A nossa vizinha Argentina está em sérias dificuldades econômico-financeiras. Resolveu seguir rigidamente o receituário neoliberal e colhe os amargos resultados da aventura empreendida,  principalmente na administração Menem. O patrimônio nacional do outrora rico país foi dilapidado. Hoje, de significativo, só restou o Banco de La Nación. E a dívida continuou a crescer. E a situação a piorar. A pobreza aumenta. A miséria campeia. Com o regime cambial fixo a economia engessou-se. E a solução foi recorrer justamente ao FMI. É chamar a raposa para tomar conta do galinheiro. O megaespeculador George Soros já está agindo por lá, especulando forte, trocando “papel-pintado” por propriedades. E o presidente Fernando de La Rúa também caiu.

         O único país com o qual a Argentina está obtendo superávit na balança comercial é justamente com o Brasil, algo em torno de US$ um bilhão no  ano passado e as autoridades e empresários argentinos continuam a pressionar violentamente a administração brasileira para conseguir obter resultados mais expressivos. As exportações para o Brasil são predominantemente de bens primários, como trigo, petróleo, enquanto que compram de nós mercadorias de maior valor agregado.

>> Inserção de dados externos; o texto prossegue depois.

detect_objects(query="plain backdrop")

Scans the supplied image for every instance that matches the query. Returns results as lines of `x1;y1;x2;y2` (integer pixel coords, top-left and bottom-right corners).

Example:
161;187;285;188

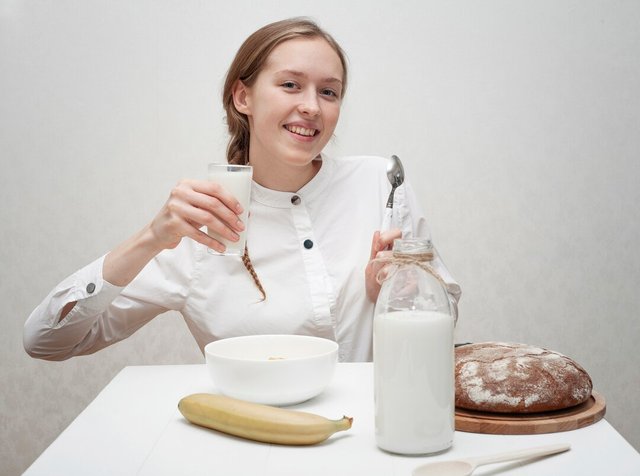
1;1;639;474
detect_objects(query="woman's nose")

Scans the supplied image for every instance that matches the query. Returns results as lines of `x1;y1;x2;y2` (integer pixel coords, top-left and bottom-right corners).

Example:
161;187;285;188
298;92;320;116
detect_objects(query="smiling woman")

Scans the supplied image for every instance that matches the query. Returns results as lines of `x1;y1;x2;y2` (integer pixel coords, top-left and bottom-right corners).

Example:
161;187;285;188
23;17;460;363
231;36;343;190
223;19;347;161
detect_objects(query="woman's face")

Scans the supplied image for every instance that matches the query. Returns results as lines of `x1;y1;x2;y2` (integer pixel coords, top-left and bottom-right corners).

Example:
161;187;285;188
234;37;344;180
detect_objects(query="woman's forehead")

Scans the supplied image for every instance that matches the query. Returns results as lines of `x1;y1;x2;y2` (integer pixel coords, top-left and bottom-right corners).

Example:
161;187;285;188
263;37;344;81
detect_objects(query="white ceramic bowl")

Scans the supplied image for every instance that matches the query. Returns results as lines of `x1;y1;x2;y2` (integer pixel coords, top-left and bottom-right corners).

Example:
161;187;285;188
204;334;339;406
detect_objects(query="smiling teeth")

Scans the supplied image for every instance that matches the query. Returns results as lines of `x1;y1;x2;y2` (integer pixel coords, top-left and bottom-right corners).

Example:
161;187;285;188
286;125;317;137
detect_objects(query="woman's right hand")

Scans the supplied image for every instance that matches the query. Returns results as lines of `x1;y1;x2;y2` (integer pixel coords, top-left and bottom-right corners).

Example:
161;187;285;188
365;229;402;303
90;178;247;300
149;179;246;253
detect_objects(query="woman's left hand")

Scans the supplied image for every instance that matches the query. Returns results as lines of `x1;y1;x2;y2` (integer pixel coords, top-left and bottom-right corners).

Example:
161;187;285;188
365;229;402;302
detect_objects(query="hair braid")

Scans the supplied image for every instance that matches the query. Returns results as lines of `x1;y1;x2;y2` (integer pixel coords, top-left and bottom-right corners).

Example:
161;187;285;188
242;243;266;301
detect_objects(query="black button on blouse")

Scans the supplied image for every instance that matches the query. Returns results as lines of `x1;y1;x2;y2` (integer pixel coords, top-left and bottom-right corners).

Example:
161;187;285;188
303;239;313;249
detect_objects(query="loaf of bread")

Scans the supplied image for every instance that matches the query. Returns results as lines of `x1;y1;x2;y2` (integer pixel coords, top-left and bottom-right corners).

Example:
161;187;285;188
455;342;592;413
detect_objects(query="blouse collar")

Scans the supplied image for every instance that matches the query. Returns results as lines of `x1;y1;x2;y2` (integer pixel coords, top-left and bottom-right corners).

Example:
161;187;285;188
250;154;334;209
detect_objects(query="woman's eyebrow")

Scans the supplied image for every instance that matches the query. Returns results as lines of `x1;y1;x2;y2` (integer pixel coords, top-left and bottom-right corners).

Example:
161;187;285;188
275;69;343;85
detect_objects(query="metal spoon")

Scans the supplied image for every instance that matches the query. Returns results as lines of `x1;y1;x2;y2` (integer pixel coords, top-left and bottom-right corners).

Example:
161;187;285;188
381;154;405;231
412;443;570;476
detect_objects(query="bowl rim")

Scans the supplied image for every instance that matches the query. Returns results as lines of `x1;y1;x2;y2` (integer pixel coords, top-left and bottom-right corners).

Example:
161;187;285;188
204;334;339;363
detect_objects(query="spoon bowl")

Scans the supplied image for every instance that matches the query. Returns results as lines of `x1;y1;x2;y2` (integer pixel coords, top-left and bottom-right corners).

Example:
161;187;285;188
413;461;473;476
381;154;405;230
412;443;570;476
385;154;405;207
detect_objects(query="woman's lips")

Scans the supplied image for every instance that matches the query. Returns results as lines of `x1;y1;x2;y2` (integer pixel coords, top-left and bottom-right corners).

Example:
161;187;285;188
284;124;319;137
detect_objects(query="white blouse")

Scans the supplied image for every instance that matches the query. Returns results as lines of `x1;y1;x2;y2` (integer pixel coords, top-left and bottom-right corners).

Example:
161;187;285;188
24;155;460;362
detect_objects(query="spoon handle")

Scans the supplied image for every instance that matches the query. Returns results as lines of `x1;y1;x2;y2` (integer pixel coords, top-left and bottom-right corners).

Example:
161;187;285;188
381;206;393;232
469;443;571;467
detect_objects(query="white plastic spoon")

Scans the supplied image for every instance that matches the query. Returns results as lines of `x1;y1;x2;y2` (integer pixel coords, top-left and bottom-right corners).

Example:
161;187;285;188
412;443;571;476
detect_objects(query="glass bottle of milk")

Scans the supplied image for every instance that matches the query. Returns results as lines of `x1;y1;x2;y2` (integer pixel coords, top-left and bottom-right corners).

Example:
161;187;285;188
373;238;454;455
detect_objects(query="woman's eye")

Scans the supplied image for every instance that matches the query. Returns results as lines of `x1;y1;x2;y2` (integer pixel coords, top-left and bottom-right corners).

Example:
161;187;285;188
321;88;339;99
282;81;297;89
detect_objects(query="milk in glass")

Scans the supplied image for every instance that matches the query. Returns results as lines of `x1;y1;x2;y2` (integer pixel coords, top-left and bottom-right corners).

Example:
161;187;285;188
207;163;252;255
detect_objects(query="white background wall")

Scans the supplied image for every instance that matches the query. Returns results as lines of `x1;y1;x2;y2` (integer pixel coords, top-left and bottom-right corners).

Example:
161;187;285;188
1;0;639;474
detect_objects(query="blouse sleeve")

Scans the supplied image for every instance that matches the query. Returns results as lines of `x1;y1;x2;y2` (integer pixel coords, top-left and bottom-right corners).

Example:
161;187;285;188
23;254;169;361
395;181;462;323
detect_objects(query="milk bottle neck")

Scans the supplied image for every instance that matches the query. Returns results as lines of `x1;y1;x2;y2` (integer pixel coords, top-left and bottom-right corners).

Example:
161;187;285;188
391;238;434;262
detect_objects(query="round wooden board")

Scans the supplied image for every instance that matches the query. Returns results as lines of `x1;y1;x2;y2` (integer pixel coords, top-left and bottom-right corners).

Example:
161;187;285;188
455;391;606;435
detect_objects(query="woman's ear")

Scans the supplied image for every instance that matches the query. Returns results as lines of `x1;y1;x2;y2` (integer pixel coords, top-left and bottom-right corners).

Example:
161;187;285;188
232;80;251;115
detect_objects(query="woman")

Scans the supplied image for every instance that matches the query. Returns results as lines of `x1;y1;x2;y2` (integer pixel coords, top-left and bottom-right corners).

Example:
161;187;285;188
24;18;460;362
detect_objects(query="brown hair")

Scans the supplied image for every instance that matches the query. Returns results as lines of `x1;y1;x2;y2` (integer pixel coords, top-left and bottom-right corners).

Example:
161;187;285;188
222;18;348;300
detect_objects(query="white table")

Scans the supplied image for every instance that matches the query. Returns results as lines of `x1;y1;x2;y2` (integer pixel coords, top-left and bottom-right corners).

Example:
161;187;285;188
25;363;640;475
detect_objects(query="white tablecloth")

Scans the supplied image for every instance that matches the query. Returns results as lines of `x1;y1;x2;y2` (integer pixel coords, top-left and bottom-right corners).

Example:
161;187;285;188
24;363;640;475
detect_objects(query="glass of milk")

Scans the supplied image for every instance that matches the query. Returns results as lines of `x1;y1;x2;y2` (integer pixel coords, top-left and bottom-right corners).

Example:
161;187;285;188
206;163;252;256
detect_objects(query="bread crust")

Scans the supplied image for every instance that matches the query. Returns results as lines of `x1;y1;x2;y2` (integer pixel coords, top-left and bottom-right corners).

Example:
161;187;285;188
455;342;592;413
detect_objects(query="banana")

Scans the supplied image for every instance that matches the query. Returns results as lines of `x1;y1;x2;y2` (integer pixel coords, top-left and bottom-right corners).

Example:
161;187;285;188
178;393;353;445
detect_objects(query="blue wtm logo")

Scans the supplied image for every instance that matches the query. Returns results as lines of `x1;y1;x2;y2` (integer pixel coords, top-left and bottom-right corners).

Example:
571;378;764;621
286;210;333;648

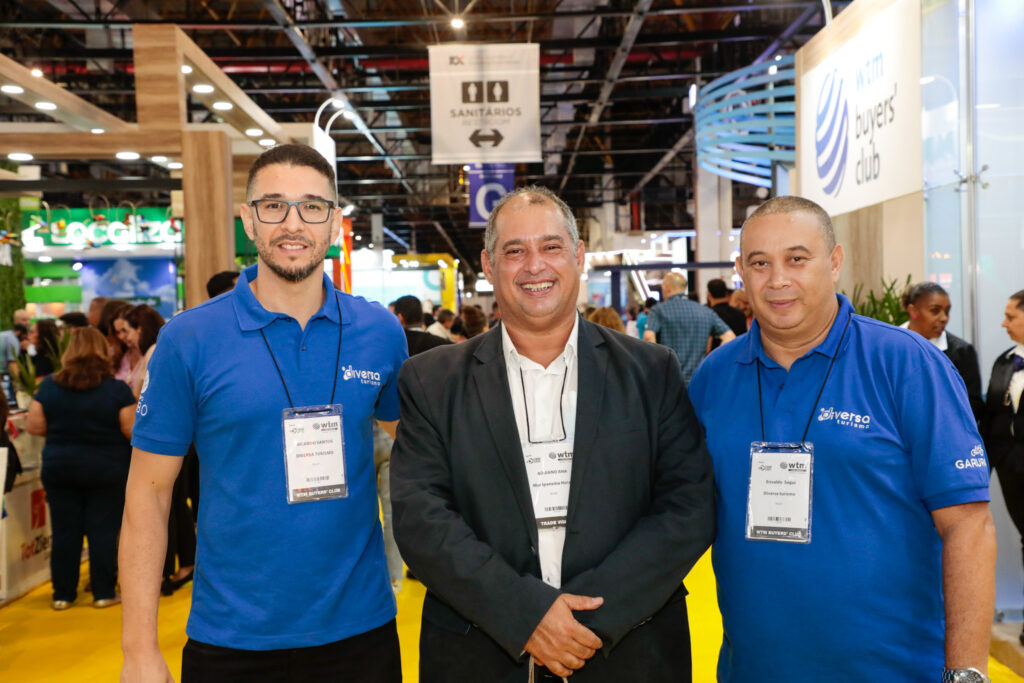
814;70;849;197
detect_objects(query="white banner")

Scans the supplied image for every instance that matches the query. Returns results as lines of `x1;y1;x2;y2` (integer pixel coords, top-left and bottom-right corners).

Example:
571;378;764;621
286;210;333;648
797;0;922;216
0;470;52;604
429;43;541;165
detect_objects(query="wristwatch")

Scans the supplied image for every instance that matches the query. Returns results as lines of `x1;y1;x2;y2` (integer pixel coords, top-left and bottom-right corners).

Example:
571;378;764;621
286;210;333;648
942;668;990;683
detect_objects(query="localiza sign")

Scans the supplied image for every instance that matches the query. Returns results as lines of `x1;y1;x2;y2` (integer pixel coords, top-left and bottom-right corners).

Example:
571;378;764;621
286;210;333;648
797;0;921;216
22;207;182;248
429;43;540;165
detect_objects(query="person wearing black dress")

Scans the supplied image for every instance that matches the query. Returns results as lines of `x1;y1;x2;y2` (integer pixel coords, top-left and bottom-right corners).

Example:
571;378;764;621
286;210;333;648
902;282;984;422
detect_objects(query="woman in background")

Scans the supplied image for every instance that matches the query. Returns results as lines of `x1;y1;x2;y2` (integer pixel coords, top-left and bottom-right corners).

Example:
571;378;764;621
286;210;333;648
589;306;626;333
982;290;1024;645
901;281;983;421
121;305;165;397
27;319;60;378
98;300;136;384
26;328;134;609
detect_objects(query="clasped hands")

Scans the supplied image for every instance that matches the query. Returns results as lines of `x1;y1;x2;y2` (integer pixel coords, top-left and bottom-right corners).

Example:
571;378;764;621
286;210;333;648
524;593;604;677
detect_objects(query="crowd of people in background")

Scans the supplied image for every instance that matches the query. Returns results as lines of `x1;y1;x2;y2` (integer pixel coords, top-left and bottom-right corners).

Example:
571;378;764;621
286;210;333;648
2;269;239;611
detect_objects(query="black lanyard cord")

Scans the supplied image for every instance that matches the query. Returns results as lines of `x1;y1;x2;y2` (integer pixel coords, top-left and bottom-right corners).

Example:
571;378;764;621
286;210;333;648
260;291;343;410
756;312;852;444
519;362;569;444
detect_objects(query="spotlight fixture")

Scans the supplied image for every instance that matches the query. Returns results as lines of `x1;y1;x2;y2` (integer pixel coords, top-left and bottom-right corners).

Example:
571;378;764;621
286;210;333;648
167;162;184;170
192;84;215;94
181;65;193;74
258;138;275;147
35;101;57;111
72;262;83;271
245;128;263;137
30;68;43;77
1;85;24;94
91;128;105;134
212;101;233;111
8;152;33;161
38;255;53;263
342;110;356;120
151;155;168;163
451;17;465;29
116;151;140;160
331;98;345;109
341;205;355;217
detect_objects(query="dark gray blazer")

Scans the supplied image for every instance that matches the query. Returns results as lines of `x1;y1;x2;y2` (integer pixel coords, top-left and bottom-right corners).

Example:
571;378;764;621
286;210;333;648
391;319;715;682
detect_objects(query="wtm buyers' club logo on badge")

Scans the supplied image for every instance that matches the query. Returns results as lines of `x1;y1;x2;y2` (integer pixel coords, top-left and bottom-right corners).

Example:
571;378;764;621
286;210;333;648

         Na expressão política, o presidente nomeado Eduardo Duhalde padece de baixos índices de aprovação (24%). Na expressão psicossocial, o antes orgulhoso povo argentino padece de angústias nunca imaginadas. Dezenas de crianças morrem de fome diariamente.  A previdência pública está destroçada. A educação pública cai de qualidade. A saúde pública está sendo destruída. O desemprego atinge cerca de 20% da população economicamente ativa. A classe média está sendo dizimada. Existem agora apenas os ricos e os pobres. A insegurança aumenta.

         Na expressão militar, as antes bem equipadas e respeitadas forças armadas argentinas são um triste arremedo do que foram. Os recursos  a elas destinados minguam a cada ano. Seu efetivo foi diminuído. Não há lideranças expressivas. O cel. Seineldin continua  aprisionado. Foram enfraquecidas de propósito, para não serem capazes de cumprir sua missão.

         Preocupa-nos muito tal situação vivenciada pela Argentina, pois caso a crise se agrave, além dos reflexos diretos e indiretos que provocará em nossa economia, ferirá mortalmente o MERCOSUL, projeto acalentado por nós, objetivando integrar os demais países da América do Sul, para tentar conseguir uma inserção soberana na economia internacional, a exemplo da China e da Índia. Já perdemos o Chile para a ALCA. O México, sob a nova presidência, aproximar-se-á cada vez mais dos EUA, na ALCA.        Comparando a  situação da Argentina com a nossa, encontramos muitas semelhanças, todas fruto da adoção das práticas  neoliberais. Apenas eles foram mais radicais, atrelando  a moeda nacional ao dólar, adotando o regime cambial fixo e demorando demais para alterar a situação. Também são auto-suficientes em petróleo. O Brasil alcançará a auto-suficiência em 2005. Por coincidência, o ano previsto para a ALCA entrar em ação. E até 2020 seremos exportadores de petróleo. No Brasil, ainda temos tempo de parar de entregar o patrimônio nacional, diminuir a taxa de juros, aprendendo com a lição argentina. Caso continuemos cumprindo as determinações do FMI, como, por exemplo, continuando com a privatização selvagem, amanhã estaremos na mesma situação deles. Despojados de patrimônio, cada vez mais endividados e dependentes, sem perspectivas, sem esperanças.